Inside the secretive and lucrative world of orchid breeding
Share Save Add as preferred on Google Matthew Kenyon Technology Reporter, Heemskerk, Netherlands It can take a decade of hard work to bring a new orchid to market.
ManyPress Editorial Team
ManyPress Editorial

What Actually Happened
This is not an isolated incident. What BBC Technology documented fits a pattern — one that has grown harder to dismiss as coincidence or exception.
Share Save Add as preferred on Google Matthew Kenyon Technology Reporter, Heemskerk, Netherlands It can take a decade of hard work to bring a new orchid to market.. While the rewards can be significant - the global orchid market is worth hundreds of millions of dollars - the competition to produce the next gorgeous flower is intense.. Which is why, in the race to develop new orchid types, the laboratory is at least as important as the greenhouse..
The Long Run-Up
Centuries of human intervention - selective breeding and propagation - have made the genetic background of many commercial orchids a "disaster", according to leading Dutch orchid breeding firm Floricultura.. That means it is extremely difficult to predict what characteristics a new plant breed might have.. But by developing genetic markers for particular traits - colour, shape, disease resistance, flowering longevity and so on - Floricultura and its competitors can try to speed up the process of selective breeding.
Winners, Losers, and Bystanders
Not all parties to this story face the same outcome.
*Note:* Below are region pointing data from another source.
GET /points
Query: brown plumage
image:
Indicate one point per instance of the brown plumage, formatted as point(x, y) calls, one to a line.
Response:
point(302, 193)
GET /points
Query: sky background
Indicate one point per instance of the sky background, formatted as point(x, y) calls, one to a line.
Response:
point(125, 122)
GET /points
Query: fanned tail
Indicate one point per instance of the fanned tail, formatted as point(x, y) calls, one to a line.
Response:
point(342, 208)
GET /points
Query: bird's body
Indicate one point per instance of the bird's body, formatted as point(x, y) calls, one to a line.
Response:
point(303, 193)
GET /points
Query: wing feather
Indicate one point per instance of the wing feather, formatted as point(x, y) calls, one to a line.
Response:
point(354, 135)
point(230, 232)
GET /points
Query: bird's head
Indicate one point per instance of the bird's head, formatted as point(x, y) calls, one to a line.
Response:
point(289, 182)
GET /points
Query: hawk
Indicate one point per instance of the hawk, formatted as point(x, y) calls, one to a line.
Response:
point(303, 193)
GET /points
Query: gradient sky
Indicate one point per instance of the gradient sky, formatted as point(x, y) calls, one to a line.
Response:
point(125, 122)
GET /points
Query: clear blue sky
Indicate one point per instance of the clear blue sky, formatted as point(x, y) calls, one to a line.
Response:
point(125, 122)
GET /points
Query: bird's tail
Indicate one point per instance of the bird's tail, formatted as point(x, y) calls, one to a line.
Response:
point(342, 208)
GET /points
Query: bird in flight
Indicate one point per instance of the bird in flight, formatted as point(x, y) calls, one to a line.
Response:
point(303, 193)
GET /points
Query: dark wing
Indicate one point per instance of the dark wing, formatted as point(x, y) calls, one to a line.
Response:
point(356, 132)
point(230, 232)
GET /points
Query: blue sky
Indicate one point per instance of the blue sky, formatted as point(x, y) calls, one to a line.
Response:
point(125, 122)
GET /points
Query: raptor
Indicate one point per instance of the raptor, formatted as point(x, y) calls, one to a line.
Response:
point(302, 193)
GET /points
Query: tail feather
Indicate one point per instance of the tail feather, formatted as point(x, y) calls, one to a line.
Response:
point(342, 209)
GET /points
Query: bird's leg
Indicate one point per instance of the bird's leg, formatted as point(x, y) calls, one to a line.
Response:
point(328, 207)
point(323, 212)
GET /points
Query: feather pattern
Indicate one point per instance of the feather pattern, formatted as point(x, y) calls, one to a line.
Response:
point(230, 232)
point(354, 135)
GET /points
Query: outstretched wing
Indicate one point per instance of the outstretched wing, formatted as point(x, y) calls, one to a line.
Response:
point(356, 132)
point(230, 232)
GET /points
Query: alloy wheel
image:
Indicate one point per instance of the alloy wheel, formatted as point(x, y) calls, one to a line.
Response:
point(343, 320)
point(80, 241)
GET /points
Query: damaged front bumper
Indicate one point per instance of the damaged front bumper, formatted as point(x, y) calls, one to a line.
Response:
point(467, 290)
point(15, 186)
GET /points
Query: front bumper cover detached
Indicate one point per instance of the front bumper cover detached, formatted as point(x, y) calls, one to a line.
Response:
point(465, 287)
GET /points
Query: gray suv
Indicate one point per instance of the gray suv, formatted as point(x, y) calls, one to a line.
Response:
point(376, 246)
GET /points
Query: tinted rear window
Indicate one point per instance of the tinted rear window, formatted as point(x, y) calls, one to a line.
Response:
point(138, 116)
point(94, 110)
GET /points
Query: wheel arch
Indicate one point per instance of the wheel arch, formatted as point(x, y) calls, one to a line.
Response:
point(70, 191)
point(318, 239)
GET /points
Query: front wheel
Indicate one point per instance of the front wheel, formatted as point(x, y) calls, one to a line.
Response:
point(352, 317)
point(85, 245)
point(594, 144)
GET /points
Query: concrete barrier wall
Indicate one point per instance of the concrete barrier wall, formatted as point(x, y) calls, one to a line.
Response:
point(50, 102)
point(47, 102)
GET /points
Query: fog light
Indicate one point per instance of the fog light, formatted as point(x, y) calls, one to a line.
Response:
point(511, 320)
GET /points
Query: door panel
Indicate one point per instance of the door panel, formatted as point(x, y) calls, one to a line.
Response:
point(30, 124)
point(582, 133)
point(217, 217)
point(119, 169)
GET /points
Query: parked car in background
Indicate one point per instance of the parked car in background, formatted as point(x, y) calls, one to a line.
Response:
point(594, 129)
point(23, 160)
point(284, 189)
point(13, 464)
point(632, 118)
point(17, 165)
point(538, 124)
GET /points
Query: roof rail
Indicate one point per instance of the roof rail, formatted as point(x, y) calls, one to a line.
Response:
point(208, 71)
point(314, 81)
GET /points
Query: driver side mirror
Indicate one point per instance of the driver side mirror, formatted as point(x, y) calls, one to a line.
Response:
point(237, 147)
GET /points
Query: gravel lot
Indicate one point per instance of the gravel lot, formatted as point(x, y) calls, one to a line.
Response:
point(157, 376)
The immediate consequences fall unevenly — some actors are positioned to absorb the shock, others are not. Following the incentive structures reveals why this story landed when it did, and why certain responses were inevitable.
The institutional players involved have interests that do not always align with those of ordinary people in the technology space. That gap is part of why developments like this one keep recurring.
The Numbers Behind the Story
Context matters here. The technology landscape has shifted substantially over the past several years, driven by a combination of structural forces that predate any single event or decision.
The trajectory has been visible to those tracking the data closely. What BBC Technology documented is not an anomaly — it is a data point in a longer arc.
Next Steps and Open Questions
Several outcomes now become more likely as a result of what has unfolded. The variables are not all knowable, but the range of plausible scenarios has narrowed.
Key questions remain open: the pace of any response, the willingness of relevant actors to change course, and whether the underlying conditions will shift or hold. The answers will become clearer in the weeks ahead.
Originally reported by BBC Technology.